# K-diff Pairs in an Array in C++

Suppose we have an array and an integer k, we have to find the number of unique k-diff pairs in the array. Here the k-diff pair is like (i, j), where i and j are both are present in the array and their absolute difference is k.

So, if the input is like [3,1,4,1,5], k = 2, then the output will be 2, as there are two 2-diff pairs in the array-like (1,3) and (3,5).

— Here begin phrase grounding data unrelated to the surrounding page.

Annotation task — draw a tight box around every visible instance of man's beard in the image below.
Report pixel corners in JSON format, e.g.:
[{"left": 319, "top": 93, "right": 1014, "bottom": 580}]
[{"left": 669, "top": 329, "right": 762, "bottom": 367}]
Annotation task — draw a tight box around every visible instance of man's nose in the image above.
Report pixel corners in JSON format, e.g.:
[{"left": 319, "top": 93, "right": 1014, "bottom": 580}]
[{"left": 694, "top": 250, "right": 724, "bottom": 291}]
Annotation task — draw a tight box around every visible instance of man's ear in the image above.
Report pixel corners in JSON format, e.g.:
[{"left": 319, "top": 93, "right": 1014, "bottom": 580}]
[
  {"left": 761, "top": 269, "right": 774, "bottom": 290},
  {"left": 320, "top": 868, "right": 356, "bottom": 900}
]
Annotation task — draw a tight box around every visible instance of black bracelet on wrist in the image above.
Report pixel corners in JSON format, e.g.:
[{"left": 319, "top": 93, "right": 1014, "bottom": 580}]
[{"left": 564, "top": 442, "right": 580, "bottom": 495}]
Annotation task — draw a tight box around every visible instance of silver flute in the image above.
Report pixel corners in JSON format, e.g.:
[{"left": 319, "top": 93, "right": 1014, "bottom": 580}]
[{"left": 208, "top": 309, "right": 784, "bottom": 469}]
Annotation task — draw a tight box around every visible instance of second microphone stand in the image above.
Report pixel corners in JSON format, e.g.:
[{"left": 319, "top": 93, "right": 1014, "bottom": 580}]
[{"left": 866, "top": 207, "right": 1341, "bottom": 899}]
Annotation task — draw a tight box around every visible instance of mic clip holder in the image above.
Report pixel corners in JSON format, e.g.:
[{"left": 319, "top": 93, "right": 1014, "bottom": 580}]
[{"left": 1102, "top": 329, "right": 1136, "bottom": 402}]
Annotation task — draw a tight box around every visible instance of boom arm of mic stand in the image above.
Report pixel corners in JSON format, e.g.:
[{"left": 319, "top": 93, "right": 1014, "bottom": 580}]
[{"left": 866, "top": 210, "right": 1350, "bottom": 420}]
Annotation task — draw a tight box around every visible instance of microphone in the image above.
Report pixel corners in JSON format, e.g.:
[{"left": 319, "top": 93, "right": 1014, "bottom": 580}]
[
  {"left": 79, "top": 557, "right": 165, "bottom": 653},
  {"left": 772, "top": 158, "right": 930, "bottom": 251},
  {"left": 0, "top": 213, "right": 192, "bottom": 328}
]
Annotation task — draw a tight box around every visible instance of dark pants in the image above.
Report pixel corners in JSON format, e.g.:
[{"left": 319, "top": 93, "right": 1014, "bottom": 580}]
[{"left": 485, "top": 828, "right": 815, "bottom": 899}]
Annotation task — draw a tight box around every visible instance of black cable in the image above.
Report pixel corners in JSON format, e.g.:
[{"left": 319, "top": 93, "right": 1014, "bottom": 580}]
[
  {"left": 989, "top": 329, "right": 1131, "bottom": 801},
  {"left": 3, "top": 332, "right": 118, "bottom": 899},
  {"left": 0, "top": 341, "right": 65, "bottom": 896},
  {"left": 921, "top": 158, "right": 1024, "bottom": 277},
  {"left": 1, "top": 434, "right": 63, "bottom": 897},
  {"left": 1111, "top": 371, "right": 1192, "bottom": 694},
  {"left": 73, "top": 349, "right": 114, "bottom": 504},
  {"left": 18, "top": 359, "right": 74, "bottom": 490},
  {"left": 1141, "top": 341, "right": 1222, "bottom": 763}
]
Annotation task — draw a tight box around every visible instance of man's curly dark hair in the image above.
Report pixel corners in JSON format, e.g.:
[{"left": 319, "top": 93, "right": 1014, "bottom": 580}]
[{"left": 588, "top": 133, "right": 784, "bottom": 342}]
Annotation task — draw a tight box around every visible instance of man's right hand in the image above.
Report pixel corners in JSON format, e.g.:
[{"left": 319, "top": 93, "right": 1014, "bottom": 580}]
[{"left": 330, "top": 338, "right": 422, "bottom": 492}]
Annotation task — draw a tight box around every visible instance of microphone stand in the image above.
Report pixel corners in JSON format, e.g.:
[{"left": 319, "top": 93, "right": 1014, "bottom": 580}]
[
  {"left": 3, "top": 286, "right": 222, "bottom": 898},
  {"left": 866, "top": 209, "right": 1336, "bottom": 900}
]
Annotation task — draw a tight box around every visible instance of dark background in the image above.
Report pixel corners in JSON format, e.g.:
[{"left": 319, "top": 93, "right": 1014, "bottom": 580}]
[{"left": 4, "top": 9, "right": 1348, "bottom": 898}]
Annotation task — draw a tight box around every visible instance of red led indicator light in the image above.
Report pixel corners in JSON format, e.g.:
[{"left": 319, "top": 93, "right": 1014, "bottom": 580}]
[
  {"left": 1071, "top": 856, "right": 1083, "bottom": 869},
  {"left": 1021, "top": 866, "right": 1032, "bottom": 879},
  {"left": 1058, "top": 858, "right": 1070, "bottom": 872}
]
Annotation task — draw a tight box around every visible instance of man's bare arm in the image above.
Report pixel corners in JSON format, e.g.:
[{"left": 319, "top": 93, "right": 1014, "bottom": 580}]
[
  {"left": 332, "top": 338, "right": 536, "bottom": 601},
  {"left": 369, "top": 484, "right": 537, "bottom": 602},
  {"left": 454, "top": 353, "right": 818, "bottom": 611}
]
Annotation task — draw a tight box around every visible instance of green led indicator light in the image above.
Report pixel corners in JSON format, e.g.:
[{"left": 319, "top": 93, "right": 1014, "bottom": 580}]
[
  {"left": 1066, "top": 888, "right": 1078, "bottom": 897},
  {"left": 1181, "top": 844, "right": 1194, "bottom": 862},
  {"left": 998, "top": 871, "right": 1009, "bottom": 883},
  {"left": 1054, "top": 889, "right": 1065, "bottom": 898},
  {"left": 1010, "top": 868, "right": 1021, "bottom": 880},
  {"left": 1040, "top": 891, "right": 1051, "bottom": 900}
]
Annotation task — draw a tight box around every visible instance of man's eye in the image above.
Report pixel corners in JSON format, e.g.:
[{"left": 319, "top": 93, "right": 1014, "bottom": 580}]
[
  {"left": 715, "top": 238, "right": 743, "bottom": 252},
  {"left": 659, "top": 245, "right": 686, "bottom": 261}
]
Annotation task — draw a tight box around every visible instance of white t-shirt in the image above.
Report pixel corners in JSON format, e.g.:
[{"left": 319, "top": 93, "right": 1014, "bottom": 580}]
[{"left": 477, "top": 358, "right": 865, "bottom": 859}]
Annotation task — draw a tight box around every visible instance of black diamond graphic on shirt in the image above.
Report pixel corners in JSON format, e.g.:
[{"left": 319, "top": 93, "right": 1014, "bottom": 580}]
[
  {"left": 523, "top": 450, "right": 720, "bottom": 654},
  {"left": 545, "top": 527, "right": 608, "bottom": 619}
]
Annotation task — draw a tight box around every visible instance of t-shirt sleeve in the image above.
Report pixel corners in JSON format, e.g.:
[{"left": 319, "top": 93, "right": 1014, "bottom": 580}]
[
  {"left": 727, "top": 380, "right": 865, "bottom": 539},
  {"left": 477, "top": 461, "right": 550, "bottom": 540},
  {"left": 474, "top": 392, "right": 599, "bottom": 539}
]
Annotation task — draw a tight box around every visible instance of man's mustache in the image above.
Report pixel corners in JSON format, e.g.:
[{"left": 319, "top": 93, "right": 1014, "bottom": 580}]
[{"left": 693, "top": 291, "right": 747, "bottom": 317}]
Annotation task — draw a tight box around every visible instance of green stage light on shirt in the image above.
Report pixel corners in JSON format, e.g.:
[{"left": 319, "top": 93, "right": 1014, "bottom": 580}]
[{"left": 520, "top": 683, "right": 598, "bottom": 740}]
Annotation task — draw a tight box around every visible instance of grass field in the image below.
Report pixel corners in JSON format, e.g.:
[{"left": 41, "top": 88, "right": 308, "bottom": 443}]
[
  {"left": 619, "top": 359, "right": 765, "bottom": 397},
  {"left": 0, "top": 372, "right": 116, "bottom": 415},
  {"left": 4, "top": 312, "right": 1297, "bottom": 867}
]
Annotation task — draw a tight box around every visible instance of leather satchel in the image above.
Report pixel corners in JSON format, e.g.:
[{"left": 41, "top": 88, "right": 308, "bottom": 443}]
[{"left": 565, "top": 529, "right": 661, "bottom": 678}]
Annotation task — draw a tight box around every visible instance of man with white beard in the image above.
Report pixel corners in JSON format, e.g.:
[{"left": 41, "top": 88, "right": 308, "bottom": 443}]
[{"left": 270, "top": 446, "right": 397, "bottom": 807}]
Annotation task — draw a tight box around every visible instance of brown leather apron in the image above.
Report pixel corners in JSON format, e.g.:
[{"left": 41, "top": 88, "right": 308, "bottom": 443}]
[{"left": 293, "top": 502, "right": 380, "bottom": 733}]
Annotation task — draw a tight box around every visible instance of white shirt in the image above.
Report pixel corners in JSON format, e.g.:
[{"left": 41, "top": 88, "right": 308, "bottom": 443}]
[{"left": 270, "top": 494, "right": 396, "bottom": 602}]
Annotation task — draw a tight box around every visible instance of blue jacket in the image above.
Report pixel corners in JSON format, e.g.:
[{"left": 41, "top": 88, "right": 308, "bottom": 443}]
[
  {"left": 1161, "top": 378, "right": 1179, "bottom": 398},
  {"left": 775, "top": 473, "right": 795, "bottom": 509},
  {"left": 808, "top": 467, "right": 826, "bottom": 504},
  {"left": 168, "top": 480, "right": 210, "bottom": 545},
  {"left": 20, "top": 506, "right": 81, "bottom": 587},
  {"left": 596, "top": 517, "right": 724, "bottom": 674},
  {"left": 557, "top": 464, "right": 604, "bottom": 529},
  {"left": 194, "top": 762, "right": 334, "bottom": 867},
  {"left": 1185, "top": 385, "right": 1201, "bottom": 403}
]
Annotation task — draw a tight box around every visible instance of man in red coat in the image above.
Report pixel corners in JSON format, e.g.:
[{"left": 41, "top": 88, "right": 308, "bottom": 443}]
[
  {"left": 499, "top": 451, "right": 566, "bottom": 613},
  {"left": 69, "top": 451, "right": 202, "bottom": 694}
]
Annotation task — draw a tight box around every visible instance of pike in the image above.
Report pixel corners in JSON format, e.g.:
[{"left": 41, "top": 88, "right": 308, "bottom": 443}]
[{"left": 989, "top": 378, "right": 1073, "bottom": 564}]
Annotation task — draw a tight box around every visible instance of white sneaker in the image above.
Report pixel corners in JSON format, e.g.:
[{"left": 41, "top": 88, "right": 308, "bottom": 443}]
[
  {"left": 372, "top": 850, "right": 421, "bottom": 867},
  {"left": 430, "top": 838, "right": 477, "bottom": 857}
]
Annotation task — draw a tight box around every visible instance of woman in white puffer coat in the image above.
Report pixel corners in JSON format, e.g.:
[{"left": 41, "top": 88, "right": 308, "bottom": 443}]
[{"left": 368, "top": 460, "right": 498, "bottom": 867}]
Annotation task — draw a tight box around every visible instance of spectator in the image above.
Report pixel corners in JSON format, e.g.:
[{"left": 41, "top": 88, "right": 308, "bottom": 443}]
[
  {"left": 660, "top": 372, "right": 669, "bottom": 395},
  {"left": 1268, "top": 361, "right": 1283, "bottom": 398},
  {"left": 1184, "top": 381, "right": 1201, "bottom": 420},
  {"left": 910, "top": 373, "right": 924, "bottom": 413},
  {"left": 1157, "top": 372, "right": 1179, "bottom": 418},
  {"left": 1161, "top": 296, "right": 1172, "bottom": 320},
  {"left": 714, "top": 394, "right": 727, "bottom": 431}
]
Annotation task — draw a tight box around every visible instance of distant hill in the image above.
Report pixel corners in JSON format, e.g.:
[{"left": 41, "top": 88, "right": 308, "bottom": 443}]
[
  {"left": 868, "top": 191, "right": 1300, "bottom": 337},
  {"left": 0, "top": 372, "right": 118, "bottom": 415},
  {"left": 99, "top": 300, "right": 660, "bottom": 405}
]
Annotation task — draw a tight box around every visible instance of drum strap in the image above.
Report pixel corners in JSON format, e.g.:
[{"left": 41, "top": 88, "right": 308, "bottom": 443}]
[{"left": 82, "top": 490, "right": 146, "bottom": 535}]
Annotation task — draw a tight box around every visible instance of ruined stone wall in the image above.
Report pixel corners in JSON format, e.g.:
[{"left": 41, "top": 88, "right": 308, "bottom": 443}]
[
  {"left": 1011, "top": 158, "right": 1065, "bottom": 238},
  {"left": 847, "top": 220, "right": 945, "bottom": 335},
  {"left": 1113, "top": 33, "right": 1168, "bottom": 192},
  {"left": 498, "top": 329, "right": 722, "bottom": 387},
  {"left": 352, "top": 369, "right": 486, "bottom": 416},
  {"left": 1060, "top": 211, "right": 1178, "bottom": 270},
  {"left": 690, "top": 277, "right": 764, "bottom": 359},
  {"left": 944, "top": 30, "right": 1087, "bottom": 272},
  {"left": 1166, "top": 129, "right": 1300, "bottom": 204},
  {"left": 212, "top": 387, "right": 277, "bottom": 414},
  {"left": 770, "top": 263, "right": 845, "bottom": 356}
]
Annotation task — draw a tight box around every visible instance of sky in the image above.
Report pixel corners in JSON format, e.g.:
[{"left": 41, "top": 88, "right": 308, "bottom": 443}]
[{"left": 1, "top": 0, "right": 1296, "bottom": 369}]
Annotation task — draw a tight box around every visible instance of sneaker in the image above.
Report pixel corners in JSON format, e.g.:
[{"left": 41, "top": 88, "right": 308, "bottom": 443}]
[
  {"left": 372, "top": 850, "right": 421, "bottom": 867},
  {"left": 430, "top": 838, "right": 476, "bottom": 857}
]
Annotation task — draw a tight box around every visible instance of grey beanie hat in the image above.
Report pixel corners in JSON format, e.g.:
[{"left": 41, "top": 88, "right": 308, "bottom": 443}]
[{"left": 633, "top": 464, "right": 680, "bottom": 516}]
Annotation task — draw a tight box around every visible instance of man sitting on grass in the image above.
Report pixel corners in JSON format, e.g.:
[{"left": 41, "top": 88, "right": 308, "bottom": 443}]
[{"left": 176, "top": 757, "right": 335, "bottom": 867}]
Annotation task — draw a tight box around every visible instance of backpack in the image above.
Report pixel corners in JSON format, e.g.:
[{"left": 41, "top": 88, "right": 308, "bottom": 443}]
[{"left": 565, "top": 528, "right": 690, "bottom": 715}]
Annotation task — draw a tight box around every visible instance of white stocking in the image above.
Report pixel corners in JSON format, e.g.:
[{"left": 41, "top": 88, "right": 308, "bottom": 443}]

To solve this, we will follow these steps −

• Define maps called seen and done

• Define one set s

• if k < 0, then −

• return 0

• for initialize i := 0, when i < size of nums, update (increase i by 1), do −

• (increase seen[nums[i]] by 1)

• insert nums[i] into s

• ans := 0

• for each element it in s, do −

• if k is same as 0, then −

• if seen[it] > 1, then −

• (increase ans by 1)

• Otherwise

• increase done[it] by 1

• if (it + k) is in seen but not in done, then −

• (increase ans by 1)

• if (it - k) is in seen but not in done, then −

• (increase ans by 1)

• return ans

## Example

Let us see the following implementation to get a better understanding −

Live Demo

#include <bits/stdc++.h&g;
using namespace std;
class Solution {
public:
int findPairs(vector<int>& nums, int k) {
map<int, int> seen, done;
set<int> s;
if (k < 0)
return 0;
for (int i = 0; i < nums.size(); i++) {
seen[nums[i]]++;
s.insert(nums[i]);
}
int ans = 0;
for (auto it = s.begin(); it != s.end(); it++) {
if (k == 0) {
if (seen[*it] > 1)
ans++;
}
else {
done[*it]++;
if (seen.find(*it + k) != seen.end() && done.find(*it + k) == done.end())
ans++;
if (seen.find(*it - k) != seen.end() && done.find(*it - k) == done.end())
ans++;
}
}
return ans;
}
};
main(){
Solution ob;
vector<int> v = {3,1,4,1,5};
cout << (ob.findPairs(v, 2));
}

## Input

{3,1,4,1,5}, 2

## Output

2